Güney Kıbrıs siyaset kurumu Kıbrıs adasını ikiye bölmek için ve bölünmüşlüğünü kalıcı hale getirmek için elinden geleni yapmaktadır. Geçtiğimiz hafta katıldığı Hercules – 2 tatbikatıyla özel kuvvet personellerinin imkan ve kabiliyetini her geçen gün arttırmak için çalışmaktadır. Rum Yönetimi’nin yaptığı belki de doğrudur, Kıbrıs adasında kendi sınırlarını korumak istemektedir. Malum yanındaki ‘azınlık Türk topluluğu’ diye tanımladığı 15 Kasım 1983’te ilanı yapılan ‘yasama, yürütme ve yargı’ sistemi olan Kuzey Kıbrıs Türk Cumhuriyeti’dir. Güney Kıbrıs bir nevi askeri silahlanması ve farklı ülkelerle girdiği askeri ittifakları kendi adına doğru yapmaktadır. Kuzey Kıbrıs siyaset kurumu olmadan attığı her adım adadaki iki devletli çözüme zımni kabuldür. KKTC ve GKRY olarak Kıbrıs adasının iki siyasi teşekkülünün silahlanma ve askeri teknik kapasitesini arttırması en doğal hakkıdır.
***
Kuzey Kıbrıs siyaset kurumu askeri ittifaka ilk adım olarak belki de dost ve kardeş ülke Azerbaycan’a KKTC’de deniz, kara veyahut hava üssü kabilinden bir alan tanımlayacak resmî bir adım atmalıdır. Akdeniz, Kafkasların inmek istediği en önemli denizdir. Cumhurbaşkanı Tatar ve Azerbaycan Başkanı Aliyev’in Konya’daki temasları askeri ve diplomatik temas ve tanımaya taşınmalıdır. Kıbrıs adasında KKTC’nin varlığını tanımayan Rum siyaset kurumuna ve dünyaya en önemli cevap Türk devletleri ve İslam İşbirliği Teşkilatı üye devletleriyle girilecek siyasi – askeri ve ticari ilişkiler olsa gerek.
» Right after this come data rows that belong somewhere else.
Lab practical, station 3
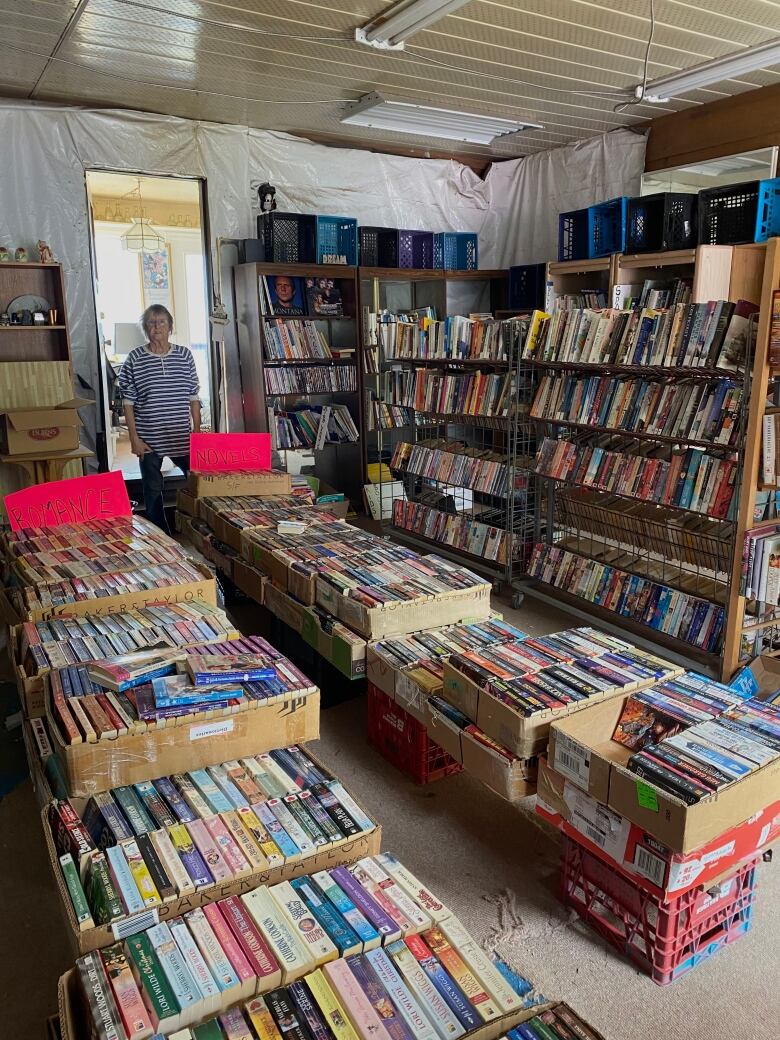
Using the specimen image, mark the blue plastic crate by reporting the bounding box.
[699,177,780,245]
[399,230,434,269]
[558,208,591,261]
[433,232,478,270]
[508,263,547,309]
[589,196,629,257]
[316,215,358,265]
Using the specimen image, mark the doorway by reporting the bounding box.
[85,171,212,480]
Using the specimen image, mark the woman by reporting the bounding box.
[119,304,201,532]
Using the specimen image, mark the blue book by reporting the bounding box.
[291,877,363,955]
[151,674,243,709]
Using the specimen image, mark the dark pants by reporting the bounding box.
[140,451,189,534]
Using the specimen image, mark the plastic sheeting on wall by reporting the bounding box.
[0,100,646,443]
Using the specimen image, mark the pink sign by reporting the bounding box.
[5,470,132,531]
[190,432,271,472]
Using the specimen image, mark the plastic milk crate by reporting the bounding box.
[508,263,547,310]
[398,230,434,269]
[316,215,358,265]
[433,232,478,270]
[256,211,316,264]
[626,192,698,253]
[359,226,400,267]
[367,683,461,785]
[698,177,780,245]
[560,834,758,985]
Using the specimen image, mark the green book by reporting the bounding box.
[192,1020,224,1040]
[88,853,123,924]
[124,930,180,1029]
[60,853,94,929]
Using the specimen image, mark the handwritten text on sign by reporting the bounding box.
[5,469,132,531]
[190,432,271,472]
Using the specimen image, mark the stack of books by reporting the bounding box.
[534,437,737,519]
[18,604,240,677]
[265,366,357,396]
[262,319,333,360]
[391,441,509,498]
[392,500,510,564]
[51,747,378,930]
[49,639,316,743]
[528,543,725,652]
[530,373,742,446]
[70,851,532,1039]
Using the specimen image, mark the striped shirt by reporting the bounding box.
[119,343,200,457]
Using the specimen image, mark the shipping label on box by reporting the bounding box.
[188,470,291,499]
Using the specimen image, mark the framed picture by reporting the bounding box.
[140,245,174,310]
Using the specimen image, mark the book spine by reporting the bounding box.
[75,950,125,1040]
[365,948,439,1040]
[185,906,242,997]
[322,959,394,1040]
[241,886,314,983]
[310,870,382,950]
[385,940,466,1040]
[219,895,282,989]
[60,852,95,929]
[168,823,213,888]
[100,942,154,1040]
[403,935,479,1031]
[168,917,221,1016]
[304,968,361,1040]
[146,921,202,1022]
[124,930,181,1031]
[421,927,500,1021]
[329,867,400,939]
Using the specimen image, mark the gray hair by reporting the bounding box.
[140,304,173,335]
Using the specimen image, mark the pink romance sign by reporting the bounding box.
[190,432,271,472]
[5,470,131,531]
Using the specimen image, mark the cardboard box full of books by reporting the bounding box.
[232,558,268,605]
[548,691,780,853]
[44,749,381,956]
[176,487,198,518]
[264,584,366,681]
[47,686,321,798]
[316,581,493,641]
[440,657,672,761]
[425,700,537,802]
[536,756,780,901]
[188,469,292,499]
[366,645,435,724]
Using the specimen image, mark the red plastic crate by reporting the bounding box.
[367,683,461,785]
[560,834,757,985]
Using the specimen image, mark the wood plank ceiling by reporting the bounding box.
[1,0,779,161]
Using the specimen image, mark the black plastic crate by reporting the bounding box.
[626,192,698,253]
[508,263,547,309]
[558,208,590,261]
[698,178,780,245]
[256,211,316,263]
[359,226,399,267]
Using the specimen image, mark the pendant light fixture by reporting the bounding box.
[120,179,165,253]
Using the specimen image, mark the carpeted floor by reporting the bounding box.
[2,594,778,1039]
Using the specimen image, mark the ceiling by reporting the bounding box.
[2,1,780,163]
[86,170,201,202]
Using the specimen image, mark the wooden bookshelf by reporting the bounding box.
[525,242,771,678]
[0,262,71,365]
[233,262,365,505]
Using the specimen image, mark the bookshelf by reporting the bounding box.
[234,262,365,505]
[358,267,537,597]
[0,262,72,364]
[524,243,770,678]
[546,256,615,310]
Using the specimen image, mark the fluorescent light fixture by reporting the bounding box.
[639,36,780,103]
[355,0,471,50]
[341,93,542,144]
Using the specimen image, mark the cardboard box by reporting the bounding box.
[19,565,217,622]
[176,487,198,518]
[0,397,90,455]
[366,646,438,725]
[548,691,780,853]
[7,618,45,716]
[188,469,292,499]
[425,700,537,802]
[244,538,292,593]
[22,717,55,810]
[440,657,668,760]
[47,687,320,797]
[316,580,492,640]
[730,655,780,700]
[263,583,366,680]
[44,749,381,956]
[536,756,780,901]
[57,961,555,1039]
[208,537,237,580]
[232,558,267,604]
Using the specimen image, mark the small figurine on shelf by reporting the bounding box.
[258,182,277,212]
[0,313,9,326]
[0,247,9,263]
[14,247,27,262]
[37,240,55,263]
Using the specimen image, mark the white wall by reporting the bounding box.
[0,99,646,444]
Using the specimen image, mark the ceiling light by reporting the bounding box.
[639,36,780,103]
[355,0,471,51]
[341,93,542,145]
[121,217,165,254]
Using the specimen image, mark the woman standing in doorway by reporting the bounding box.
[119,304,201,532]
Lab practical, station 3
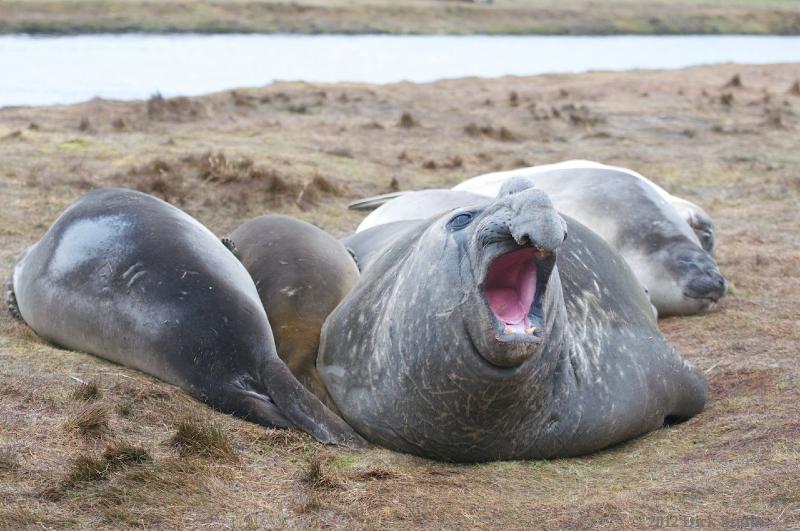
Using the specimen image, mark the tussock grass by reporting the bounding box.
[302,451,343,490]
[103,442,151,466]
[70,380,101,401]
[0,508,39,528]
[170,418,236,459]
[0,447,18,472]
[45,442,152,501]
[63,455,111,485]
[463,122,520,141]
[398,112,418,129]
[63,402,109,437]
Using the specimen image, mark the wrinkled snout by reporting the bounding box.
[484,178,567,253]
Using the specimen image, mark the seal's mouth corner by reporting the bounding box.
[483,246,553,344]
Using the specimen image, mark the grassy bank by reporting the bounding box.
[1,64,799,527]
[0,0,799,35]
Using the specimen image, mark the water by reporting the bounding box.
[1,34,799,107]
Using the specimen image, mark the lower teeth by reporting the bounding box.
[503,325,537,335]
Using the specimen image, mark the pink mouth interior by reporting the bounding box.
[485,248,538,330]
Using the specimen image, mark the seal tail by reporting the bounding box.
[6,273,22,321]
[347,191,408,211]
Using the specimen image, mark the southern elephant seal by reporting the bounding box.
[353,166,726,316]
[325,179,707,462]
[7,188,360,446]
[454,160,717,252]
[227,214,359,411]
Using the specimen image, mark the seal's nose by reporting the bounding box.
[477,177,567,253]
[507,197,567,253]
[500,181,567,253]
[685,268,727,302]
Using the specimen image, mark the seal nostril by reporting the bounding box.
[515,233,532,246]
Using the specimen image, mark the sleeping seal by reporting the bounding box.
[227,215,359,411]
[354,165,726,316]
[324,178,706,462]
[455,160,717,252]
[8,188,360,446]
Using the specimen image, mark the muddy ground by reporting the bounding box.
[0,63,799,528]
[1,0,799,35]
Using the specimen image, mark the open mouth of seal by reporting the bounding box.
[483,247,552,344]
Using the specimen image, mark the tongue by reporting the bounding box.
[485,248,538,325]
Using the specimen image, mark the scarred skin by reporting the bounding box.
[228,214,359,413]
[9,188,361,447]
[327,179,706,462]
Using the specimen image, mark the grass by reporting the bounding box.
[63,402,109,438]
[0,63,798,527]
[70,380,101,401]
[169,418,236,459]
[0,0,798,35]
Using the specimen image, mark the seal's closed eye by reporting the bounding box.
[447,212,474,230]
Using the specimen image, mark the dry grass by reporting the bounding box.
[0,63,798,527]
[0,0,799,34]
[0,446,18,472]
[170,418,236,460]
[70,380,101,401]
[63,402,109,438]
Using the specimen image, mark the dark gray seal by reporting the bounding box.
[228,214,359,411]
[8,188,360,446]
[326,179,706,462]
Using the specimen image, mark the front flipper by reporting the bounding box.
[221,237,242,261]
[218,359,364,448]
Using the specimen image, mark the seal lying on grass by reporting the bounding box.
[7,188,360,447]
[454,160,718,252]
[227,214,359,412]
[353,163,726,316]
[327,178,706,462]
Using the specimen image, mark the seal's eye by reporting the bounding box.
[447,212,474,230]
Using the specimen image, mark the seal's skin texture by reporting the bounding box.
[328,181,706,462]
[11,188,360,447]
[229,214,359,412]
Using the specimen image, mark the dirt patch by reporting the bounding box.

S–400 aktivasyonu şarttır!
Yunan siyaset kurumu Türk düşmanlığını Ege ve Akdeniz’de göstermeye devam etmektedir. NATO Angajman Kuralları’nda ‘düşmanca hareket’ olarak tanımlanan olay geçtiğimiz günlerde yaşanmıştır. Ege ve Doğu Akdeniz’de görev uçuşu gerçekleştiren Türk jetlerine Yunanistan’a ait S-300 Hava Savunma Sistemi tarafından ‘radar kilidi’ tabir edilen olay gerçekleşmiştir. S–300 sistemi marifetiyle gerçekleşen olay sonrası Yunanistan’ın söz konusu bataryaları aktif olarak kullandığı da ortaya çıkmıştır. Girit adasındaki konuşlu S-300 bataryaları hali hazırda Türk jetlerini düşman görmekte ve Ege’deki Türk – Yunan gerginliğini artırmaktadır.
***
Yunanistan Akdeniz, Kıbrıs ve Ege’de kendine yakışır şekilde hareket etmektedir. Bu yapılan düşmanca harekete karşılık olarak Türk Silahlı Kuvvetleri’nin sahip olduğu S-400 Hava Savunma Sistemleri de başta Ege ve Trakya illerinde olası Yunan tehdidine karşı aktif edilerek hazır bekletilmelidir. Çağımız ve insanlık olmaz denilen her olayın olduğu günü yaşamaktadır. Su uyur düşman uyumaz mantığıyla coğrafyanın yediemin devleti Türkiye tüm senaryolara hazırlıklı olarak sistemdeki yerini korumalıdır. KKTC siyaset kurumu da Doğu Akdeniz’deki varlığını güçlendirmek için yapısal reformlardan başlayarak askerî teşkilatını her an diri ve güçlü tutmalıdır.